Simplifying rehabilitation control of lower-limb exoskeletons in five ambulation modes via dataset-driven state-machine calibration

Lower-limb exoskeletons are a useful tool in rehabilitation settings as they can provide customized assistance to individuals during functional exercises. These approaches typically rely on state-machine-based control with impedance controllers tailored to different locomotion phases, ensuring appropriate assistance across various activities and environments. However, these methods necessitate lengthy calibration procedures, as many impedance parameters need to be fine-tuned to provide appropriate assistance for various activities (e. g. , overground walking, ramps, and stairs). This study presents three contributions: (1) a state-machine-based control strategy for partial assistance lower-limb exoskeletons, (2) a computational method to extract reference trajectories from a benchmark dataset (Camargo et al. in J Biomech 119: 110320, 2021), enabling the identification of state-machine controller parameters and simplifying calibration procedures and (3) a dataset of 19 healthy individuals walking in five walking conditions (overground walking, upstairs, downstairs, up ramps, and down ramps) using either the state-machine approach or a transparent controller.
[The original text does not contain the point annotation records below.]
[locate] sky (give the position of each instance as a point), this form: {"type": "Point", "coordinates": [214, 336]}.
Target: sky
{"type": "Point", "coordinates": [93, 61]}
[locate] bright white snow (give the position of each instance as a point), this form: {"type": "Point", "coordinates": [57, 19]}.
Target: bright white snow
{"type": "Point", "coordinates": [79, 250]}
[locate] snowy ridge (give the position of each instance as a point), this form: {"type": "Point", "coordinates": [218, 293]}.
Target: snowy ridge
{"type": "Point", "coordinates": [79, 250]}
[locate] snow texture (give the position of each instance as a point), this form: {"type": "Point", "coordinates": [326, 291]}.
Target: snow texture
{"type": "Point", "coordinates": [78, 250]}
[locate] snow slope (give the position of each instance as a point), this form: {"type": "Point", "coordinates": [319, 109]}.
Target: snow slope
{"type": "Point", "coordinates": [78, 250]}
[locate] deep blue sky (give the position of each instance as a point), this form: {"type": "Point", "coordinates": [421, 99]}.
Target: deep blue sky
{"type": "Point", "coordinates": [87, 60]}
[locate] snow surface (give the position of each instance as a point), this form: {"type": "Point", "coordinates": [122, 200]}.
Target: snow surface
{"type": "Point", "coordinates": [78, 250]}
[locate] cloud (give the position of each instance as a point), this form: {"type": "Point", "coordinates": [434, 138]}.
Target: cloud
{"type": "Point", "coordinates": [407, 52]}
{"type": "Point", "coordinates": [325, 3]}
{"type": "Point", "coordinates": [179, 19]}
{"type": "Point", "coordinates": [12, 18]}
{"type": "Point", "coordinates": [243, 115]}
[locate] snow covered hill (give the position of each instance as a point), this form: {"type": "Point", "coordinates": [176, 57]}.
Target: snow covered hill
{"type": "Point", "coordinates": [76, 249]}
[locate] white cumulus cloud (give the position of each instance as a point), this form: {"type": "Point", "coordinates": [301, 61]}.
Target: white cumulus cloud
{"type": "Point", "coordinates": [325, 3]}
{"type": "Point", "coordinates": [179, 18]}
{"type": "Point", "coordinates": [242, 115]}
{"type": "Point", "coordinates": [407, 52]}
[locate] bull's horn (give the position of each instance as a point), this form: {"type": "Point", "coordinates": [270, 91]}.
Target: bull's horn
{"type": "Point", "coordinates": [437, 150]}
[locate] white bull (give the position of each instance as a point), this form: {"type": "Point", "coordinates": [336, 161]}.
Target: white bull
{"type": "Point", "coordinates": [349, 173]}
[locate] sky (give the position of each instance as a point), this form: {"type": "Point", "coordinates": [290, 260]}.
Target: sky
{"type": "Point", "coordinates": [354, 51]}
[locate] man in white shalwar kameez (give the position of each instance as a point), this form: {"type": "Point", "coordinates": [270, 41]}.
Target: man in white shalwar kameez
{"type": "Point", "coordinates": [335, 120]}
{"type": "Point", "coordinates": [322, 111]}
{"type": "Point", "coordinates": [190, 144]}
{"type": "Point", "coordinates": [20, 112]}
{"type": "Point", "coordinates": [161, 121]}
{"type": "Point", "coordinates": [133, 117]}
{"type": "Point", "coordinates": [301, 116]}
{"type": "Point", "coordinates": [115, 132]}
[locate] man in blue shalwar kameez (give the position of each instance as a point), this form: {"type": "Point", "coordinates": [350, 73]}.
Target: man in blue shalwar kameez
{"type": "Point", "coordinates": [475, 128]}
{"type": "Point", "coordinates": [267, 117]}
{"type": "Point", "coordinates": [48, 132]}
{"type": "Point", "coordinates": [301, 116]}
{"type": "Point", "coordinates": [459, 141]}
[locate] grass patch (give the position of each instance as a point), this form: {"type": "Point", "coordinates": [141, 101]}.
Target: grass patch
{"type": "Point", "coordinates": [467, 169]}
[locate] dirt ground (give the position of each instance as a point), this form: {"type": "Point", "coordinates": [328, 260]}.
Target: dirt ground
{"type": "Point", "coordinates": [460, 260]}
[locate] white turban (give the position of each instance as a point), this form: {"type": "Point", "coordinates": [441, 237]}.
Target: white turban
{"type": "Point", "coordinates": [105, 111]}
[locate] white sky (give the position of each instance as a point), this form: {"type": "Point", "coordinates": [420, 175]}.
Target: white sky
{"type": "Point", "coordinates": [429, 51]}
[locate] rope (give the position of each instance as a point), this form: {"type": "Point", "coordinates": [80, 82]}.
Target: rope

The state-machine controller produced in average more negative interaction power (-2. 6 10^-2 W/kg) compared to transparent control (0. 8 10^-2 W/kg), indicating greater user assistance. Preferred walking speed was notably faster with the state-machine controller, particularly on level ground, ramps and stairs ascent (25–32% increase). Kinematic analysis revealed closer alignment to able-bodied gait patterns with the state-machine controller, suggesting improved gait quality. At the same time, the dataset of the collected locomotion activities (dataset link) will constitute a new benchmark dataset for locomotion. In this work, we presented and evaluated a novel state-machine-based control strategy for partial-assistance lower-limb exoskeletons. In this approach, reference trajectories are extracted from a benchmark dataset, simplifying calibration procedures. Additionally, we provide a dataset of 19 healthy individuals using two exoskeleton controllers. The proposed controller will be applied to patient populations, while the dataset will serve as a valuable resource for advancing robust and effective control mechanisms through machine learning techniques.